As quoted in the NYTimes today, a conversation with Yelp CEO Jeremy Stoppelman:
Q. So what’s the incentive to advertise on Yelp?
A. The primary thing our advertisers are purchasing is actually advertising. Depending on what your price level is, you get a certain number of impressions of those ads, both at the top of search and on related business pages. So if you’re an Italian restaurant you might show up on a pizza restaurant page or another Italian restaurant page. Beyond that, there are also a couple of enhancements that happen on your business page. You’re buying out that ad inventory that would otherwise be on your page. You get a slide show so the photos on your page are a little bigger and rotate. You also get to highlight one review, which is clearly marked as your favorite. That’s it.
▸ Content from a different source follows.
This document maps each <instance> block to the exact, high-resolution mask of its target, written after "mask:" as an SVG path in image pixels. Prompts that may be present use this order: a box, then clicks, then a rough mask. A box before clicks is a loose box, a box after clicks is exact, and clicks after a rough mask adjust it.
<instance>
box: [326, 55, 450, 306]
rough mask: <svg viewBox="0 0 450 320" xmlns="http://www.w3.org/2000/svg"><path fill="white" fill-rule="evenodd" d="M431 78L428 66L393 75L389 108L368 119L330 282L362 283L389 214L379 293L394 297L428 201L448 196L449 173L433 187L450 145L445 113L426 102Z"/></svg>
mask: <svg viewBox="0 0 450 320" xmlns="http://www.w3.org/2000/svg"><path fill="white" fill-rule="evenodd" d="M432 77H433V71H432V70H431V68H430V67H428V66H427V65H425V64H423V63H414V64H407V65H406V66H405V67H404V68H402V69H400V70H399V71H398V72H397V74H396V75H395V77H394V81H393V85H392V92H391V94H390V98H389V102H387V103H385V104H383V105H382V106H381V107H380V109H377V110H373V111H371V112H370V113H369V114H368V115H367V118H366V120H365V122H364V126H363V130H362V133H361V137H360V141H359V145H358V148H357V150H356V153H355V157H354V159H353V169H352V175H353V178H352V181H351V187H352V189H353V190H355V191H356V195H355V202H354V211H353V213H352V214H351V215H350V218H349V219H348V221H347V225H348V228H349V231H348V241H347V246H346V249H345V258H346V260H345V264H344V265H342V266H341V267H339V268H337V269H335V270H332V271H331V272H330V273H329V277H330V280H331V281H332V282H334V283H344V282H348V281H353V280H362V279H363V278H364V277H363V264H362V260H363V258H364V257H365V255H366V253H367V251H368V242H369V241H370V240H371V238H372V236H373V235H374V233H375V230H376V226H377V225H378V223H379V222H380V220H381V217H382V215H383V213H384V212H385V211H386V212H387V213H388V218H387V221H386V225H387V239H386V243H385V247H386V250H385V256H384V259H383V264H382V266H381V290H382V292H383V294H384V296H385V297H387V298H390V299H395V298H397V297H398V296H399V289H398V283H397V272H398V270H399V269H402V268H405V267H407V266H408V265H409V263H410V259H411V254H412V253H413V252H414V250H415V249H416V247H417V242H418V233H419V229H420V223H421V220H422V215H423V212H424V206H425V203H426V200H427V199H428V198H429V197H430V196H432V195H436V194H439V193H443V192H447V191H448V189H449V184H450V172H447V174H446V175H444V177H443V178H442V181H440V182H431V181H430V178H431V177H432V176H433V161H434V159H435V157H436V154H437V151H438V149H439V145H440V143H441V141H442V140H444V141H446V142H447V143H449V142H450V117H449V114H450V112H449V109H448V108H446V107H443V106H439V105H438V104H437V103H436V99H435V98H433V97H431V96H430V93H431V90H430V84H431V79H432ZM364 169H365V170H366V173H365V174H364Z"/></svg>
I think these advertising options aren’t compelling . There’s nothing classy about advertising your Italian restaurant on another Italian restaurant’s page. Why not allow relevant retail shops to choose particular restaurant pages to advertise on? For example, the florist next door to the sandwich shop or the luxury watch shop down the street from the fancy 5-star restaurant. Why not facilitate these potentially symbiotic relationships? There are long-lasting, productive–I’ll say it, lucrative!–synergies between retail, services and restaurants just waiting to happen. Yelp’s data could facilitate this–plus some community-oriented web apps.
We’ve got to get past the advertising-only rev stream for local content providers.
I wonder: for a given, restaurant, how much of their traffic is from Yelp? If Yelp could say, we drive on average 20% of traffic to restaurants in the Bay Area–they could charge for that. Most definitely.